Ensemble or hybrid strategies (e.g., lexicon + transformer fusion, frozen feature concatenation) to maximize coverage and precision (Mahmud et al., 29 Nov 2024, Hossen et al., 15 Jul 2025).
Auditing for fairness, bias, and equitable performance across regional, gender, and sociolectal subgroups in Bangla (Jafari et al., 2 Dec 2025).

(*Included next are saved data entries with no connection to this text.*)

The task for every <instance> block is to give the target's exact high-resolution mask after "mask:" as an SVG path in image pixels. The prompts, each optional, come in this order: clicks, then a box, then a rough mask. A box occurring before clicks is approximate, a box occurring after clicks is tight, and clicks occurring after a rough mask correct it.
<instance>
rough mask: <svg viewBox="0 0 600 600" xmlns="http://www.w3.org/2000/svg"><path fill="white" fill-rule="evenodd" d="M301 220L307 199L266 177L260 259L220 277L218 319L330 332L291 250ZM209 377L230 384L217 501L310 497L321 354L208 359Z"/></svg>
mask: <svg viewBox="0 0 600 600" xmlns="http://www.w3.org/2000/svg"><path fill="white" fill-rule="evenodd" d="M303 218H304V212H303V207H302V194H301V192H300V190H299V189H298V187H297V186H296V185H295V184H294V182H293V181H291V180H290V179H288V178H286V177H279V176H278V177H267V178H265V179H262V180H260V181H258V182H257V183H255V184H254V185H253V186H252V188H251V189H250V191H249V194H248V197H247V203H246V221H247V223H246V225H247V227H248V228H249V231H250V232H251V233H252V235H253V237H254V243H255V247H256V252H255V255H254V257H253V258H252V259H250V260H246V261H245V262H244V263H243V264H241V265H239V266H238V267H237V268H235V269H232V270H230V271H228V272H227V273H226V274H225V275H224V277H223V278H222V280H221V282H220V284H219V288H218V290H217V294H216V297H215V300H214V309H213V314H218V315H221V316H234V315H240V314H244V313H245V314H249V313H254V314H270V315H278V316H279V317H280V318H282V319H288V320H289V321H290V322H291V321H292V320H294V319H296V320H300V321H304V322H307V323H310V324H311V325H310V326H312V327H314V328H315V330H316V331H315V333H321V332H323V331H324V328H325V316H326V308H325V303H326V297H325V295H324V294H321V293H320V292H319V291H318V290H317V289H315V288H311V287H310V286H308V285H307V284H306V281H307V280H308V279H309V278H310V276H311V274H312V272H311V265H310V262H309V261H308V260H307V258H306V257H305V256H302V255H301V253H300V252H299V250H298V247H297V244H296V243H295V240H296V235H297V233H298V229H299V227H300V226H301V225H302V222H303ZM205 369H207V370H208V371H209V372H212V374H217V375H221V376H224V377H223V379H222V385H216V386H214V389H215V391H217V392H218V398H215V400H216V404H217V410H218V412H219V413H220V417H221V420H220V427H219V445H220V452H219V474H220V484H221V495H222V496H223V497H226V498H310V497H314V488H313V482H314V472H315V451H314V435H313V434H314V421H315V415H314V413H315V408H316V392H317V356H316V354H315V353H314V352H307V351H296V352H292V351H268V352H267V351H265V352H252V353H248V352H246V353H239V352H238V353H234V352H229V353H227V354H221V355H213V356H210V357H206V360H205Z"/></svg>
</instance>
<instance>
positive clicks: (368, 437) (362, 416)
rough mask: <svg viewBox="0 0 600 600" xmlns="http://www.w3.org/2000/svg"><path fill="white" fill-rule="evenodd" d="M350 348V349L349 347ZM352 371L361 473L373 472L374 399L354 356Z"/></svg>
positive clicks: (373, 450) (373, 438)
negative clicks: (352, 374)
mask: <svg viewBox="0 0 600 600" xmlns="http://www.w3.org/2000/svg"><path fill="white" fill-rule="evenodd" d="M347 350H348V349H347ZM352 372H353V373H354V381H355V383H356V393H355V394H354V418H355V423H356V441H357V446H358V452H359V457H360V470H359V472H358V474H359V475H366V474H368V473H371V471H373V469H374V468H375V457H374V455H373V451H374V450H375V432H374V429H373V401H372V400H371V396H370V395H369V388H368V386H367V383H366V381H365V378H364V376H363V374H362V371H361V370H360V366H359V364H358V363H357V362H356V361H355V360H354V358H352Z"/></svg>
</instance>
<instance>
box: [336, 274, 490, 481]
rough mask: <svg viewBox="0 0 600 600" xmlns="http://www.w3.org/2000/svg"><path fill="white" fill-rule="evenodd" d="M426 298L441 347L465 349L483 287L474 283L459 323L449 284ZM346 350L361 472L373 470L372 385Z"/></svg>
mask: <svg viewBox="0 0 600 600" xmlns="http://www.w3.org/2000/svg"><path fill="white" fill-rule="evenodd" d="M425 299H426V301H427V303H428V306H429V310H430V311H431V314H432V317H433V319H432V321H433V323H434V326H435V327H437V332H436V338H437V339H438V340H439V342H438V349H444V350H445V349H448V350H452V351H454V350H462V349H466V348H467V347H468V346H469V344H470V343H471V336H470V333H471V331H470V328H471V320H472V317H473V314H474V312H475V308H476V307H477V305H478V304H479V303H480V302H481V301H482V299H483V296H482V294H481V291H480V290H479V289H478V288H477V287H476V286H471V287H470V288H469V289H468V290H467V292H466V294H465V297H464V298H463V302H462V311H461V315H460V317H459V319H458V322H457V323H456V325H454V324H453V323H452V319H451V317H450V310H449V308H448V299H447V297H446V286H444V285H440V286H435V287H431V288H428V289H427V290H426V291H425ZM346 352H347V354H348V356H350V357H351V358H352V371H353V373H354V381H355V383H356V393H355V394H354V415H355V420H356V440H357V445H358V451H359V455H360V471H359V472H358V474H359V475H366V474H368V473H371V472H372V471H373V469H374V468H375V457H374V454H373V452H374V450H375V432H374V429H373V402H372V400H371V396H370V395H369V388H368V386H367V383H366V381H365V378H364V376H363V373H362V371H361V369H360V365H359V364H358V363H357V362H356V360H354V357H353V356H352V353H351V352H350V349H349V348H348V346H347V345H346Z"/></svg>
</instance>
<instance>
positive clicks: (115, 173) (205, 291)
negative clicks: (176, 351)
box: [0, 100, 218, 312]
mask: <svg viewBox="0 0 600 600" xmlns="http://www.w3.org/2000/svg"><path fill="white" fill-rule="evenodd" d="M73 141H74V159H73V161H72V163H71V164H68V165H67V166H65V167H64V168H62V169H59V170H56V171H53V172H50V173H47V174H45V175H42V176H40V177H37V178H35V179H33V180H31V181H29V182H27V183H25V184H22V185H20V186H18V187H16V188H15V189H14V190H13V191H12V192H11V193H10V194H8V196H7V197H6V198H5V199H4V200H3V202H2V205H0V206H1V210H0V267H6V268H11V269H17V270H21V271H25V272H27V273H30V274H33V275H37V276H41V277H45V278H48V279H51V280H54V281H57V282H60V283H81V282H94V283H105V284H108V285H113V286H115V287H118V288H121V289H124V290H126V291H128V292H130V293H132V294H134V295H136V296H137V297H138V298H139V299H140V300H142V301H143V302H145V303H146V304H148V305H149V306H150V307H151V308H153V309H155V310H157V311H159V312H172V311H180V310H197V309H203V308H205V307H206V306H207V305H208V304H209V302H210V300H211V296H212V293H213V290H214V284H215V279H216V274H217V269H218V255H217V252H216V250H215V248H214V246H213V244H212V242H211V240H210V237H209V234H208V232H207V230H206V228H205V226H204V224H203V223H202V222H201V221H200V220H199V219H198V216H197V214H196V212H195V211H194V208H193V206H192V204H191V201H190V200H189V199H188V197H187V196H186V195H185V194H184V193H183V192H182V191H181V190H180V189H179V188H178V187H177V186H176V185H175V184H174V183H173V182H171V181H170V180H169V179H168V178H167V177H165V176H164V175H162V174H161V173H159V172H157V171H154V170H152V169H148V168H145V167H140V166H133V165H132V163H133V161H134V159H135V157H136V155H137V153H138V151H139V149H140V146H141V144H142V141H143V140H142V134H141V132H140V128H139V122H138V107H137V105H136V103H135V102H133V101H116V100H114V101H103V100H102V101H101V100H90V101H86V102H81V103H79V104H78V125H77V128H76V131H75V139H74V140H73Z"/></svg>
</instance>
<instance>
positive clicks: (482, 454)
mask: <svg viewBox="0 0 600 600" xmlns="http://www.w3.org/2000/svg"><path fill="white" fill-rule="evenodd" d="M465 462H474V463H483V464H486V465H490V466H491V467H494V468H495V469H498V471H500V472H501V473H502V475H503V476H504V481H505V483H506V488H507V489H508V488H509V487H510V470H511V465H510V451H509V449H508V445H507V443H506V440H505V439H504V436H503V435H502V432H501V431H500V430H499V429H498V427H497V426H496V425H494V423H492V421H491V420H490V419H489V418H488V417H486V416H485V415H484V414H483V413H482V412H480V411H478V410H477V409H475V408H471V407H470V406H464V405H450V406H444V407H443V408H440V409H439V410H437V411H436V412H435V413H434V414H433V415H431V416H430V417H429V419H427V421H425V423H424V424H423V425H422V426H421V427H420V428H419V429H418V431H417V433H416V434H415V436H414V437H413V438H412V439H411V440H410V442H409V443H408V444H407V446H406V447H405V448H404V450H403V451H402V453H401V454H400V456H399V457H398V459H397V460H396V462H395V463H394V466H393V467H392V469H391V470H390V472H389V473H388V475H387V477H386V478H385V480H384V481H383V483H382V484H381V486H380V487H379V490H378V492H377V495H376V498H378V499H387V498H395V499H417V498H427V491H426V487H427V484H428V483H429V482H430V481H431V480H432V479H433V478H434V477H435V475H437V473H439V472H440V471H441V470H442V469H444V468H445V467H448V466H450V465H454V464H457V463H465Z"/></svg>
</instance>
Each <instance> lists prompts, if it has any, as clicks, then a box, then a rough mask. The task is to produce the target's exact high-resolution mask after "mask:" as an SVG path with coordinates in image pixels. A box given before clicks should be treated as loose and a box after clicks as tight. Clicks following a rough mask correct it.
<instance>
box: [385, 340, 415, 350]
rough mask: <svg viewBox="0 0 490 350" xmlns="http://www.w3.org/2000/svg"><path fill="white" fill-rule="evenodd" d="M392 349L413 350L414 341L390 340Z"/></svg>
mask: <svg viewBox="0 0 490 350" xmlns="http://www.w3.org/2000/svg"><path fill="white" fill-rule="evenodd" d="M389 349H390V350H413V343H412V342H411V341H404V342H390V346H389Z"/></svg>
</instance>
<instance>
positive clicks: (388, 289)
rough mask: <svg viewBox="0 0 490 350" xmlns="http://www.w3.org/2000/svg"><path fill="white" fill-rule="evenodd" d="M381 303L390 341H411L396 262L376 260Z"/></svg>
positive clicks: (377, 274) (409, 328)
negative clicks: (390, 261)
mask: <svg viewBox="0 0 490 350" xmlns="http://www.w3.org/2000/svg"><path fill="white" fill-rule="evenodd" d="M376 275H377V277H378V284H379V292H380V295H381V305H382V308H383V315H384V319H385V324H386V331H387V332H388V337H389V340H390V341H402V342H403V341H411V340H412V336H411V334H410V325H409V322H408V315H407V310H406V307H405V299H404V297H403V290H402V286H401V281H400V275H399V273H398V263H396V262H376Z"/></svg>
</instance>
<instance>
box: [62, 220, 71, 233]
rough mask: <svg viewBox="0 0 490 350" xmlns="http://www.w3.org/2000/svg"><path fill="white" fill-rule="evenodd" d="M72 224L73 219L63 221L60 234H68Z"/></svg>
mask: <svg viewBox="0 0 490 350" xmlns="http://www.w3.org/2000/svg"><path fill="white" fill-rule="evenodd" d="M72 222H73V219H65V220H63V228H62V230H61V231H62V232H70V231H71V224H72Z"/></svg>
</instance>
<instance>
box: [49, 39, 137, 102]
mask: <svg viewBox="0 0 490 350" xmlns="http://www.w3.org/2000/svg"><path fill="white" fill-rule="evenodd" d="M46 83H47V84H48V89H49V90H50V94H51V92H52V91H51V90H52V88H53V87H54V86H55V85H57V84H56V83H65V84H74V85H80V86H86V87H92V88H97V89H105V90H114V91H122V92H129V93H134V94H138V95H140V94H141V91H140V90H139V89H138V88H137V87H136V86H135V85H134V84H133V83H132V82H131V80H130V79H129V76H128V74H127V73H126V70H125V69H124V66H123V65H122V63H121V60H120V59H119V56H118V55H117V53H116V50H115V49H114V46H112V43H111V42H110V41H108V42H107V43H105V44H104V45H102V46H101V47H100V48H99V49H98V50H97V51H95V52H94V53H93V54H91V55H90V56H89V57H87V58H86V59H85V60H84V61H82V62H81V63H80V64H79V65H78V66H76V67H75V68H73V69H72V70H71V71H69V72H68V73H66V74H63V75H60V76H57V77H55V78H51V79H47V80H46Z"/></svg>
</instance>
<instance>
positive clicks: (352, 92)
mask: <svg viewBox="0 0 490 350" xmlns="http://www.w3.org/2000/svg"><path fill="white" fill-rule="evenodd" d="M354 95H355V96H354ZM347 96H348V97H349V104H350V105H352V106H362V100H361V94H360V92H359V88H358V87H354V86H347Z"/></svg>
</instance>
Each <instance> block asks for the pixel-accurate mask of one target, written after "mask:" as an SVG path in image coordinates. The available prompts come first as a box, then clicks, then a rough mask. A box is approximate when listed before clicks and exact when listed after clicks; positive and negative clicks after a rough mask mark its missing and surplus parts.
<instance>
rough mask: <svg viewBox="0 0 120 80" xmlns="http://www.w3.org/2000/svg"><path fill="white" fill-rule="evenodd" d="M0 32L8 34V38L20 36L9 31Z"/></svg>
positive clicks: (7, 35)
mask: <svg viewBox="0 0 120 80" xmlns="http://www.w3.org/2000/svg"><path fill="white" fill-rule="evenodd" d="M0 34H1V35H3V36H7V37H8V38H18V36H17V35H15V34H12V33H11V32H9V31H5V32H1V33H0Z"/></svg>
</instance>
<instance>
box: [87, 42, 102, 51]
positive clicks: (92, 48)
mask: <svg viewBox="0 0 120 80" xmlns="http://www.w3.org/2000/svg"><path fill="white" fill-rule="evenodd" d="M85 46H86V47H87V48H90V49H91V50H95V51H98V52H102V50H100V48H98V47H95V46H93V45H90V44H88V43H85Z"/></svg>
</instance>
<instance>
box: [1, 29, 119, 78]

Improved error analysis, and the adoption of statistical significance tests for robust benchmarking.

BanglaBERT, through a combination of language-specific pre-training, efficient and expressive transformer architectures, and continual benchmarking, provides a canonical backbone for Bengali language understanding. Further advances in data coverage, hybrid learning strategies, and model scaling are likely to extend its applicability across domains in low-resource NLP.